Special topic: Web archiving

Web Archiving Programme at National Library Singapore

By Sharmini Chellapandi and Siow Lian San, National Library Board Singapore

Introduction

The National Library Board (NLB) was established in 1995 with the passing of The National Library Board Act (1995). One of the functions of the Board is to provide a repository for library materials published in Singapore. This is effected through the Legal Deposit framework.

In this paper, "Library materials" refer to:

a. any printed book, periodical, newspaper, pamphlet, musical score, map, chart, plan, picture, photograph, print and any other printed matter; and

b. any film (including microfilm and microfiche), film negative, tape, disc, sound track and any other device in which one or more visual images, sounds or other data are embodied so as to be capable (with or without the aid of some other equipment) of being reproduced from [as per the National Library Board Act (Cap. 197 enacted in 1995]

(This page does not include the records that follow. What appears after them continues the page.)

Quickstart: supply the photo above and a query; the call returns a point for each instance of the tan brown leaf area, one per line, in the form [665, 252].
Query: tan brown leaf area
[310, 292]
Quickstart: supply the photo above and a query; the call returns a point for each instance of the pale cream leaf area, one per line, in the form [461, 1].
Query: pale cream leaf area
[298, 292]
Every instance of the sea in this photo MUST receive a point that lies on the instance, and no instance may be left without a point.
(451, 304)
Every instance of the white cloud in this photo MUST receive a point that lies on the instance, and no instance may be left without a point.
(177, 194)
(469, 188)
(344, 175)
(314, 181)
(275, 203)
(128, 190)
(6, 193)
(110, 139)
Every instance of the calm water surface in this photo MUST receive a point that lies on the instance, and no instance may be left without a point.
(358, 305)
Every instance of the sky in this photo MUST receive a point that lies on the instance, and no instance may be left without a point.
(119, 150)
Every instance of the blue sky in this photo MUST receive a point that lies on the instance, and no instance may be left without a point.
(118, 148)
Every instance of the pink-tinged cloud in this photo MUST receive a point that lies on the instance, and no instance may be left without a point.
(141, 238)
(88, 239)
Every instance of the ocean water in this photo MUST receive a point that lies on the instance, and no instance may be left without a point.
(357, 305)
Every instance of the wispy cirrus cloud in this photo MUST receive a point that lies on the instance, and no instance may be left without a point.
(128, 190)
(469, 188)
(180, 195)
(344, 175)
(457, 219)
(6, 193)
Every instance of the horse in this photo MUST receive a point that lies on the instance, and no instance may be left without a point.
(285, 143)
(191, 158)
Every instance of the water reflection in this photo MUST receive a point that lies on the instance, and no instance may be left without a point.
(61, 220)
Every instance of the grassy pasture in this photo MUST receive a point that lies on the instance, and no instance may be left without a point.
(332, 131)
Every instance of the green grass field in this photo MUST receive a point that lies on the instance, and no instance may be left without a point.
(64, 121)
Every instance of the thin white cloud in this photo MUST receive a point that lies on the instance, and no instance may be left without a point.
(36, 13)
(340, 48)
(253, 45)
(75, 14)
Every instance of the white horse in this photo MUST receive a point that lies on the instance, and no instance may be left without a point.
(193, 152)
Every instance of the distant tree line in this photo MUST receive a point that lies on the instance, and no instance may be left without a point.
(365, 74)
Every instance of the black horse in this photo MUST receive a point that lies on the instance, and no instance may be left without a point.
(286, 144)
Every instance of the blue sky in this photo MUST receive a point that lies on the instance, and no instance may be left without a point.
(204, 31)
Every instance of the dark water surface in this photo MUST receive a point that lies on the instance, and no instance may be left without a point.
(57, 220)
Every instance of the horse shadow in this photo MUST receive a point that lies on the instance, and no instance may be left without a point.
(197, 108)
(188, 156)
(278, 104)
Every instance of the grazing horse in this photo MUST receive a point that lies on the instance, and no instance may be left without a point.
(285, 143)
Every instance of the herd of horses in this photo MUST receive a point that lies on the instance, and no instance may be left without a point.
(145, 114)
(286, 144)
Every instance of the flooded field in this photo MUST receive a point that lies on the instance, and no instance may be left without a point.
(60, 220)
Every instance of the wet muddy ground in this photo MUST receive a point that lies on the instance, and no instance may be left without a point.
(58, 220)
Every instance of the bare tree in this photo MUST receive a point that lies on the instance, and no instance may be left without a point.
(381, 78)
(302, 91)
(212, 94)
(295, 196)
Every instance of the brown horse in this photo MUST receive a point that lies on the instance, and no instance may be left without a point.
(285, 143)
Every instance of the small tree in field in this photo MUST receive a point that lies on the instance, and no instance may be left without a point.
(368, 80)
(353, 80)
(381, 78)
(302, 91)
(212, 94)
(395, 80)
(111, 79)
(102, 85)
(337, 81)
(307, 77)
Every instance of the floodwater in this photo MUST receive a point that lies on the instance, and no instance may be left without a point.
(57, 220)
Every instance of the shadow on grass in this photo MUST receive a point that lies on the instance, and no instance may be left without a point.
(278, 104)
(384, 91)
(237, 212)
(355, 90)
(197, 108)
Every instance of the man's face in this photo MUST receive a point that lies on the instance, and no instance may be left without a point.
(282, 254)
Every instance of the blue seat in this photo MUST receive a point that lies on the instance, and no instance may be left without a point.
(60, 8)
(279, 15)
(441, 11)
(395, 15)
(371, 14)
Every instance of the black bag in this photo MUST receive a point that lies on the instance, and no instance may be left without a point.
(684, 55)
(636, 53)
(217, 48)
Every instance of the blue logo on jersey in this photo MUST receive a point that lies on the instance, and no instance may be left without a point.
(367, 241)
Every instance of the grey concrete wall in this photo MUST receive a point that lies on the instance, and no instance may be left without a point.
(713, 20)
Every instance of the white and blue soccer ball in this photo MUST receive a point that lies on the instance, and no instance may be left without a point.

In addition, the National Library Singapore (NLS) has the statutory responsibility for the maintenance and preservation of library materials deposited with the Board. This has been achieved through providing an appropriate storage environment for physical publications and reformatting them into microfilm or digital images for preservation and access.

Collection of Singapore Websites

The Internet is increasingly being used as the preferred medium for sharing content and conducting transactions. Many publications which used to be published in print are now only available online. Examples include the annual reports of NLB's parent ministry, the Ministry of Information, Communications and the Arts (MICA). Similarly, the Singapore Department of Statistics has been publishing its various statistical reports online on the official Statistics Singapore website since 2007. The Internet is also becoming a popular tool for social communication and interaction.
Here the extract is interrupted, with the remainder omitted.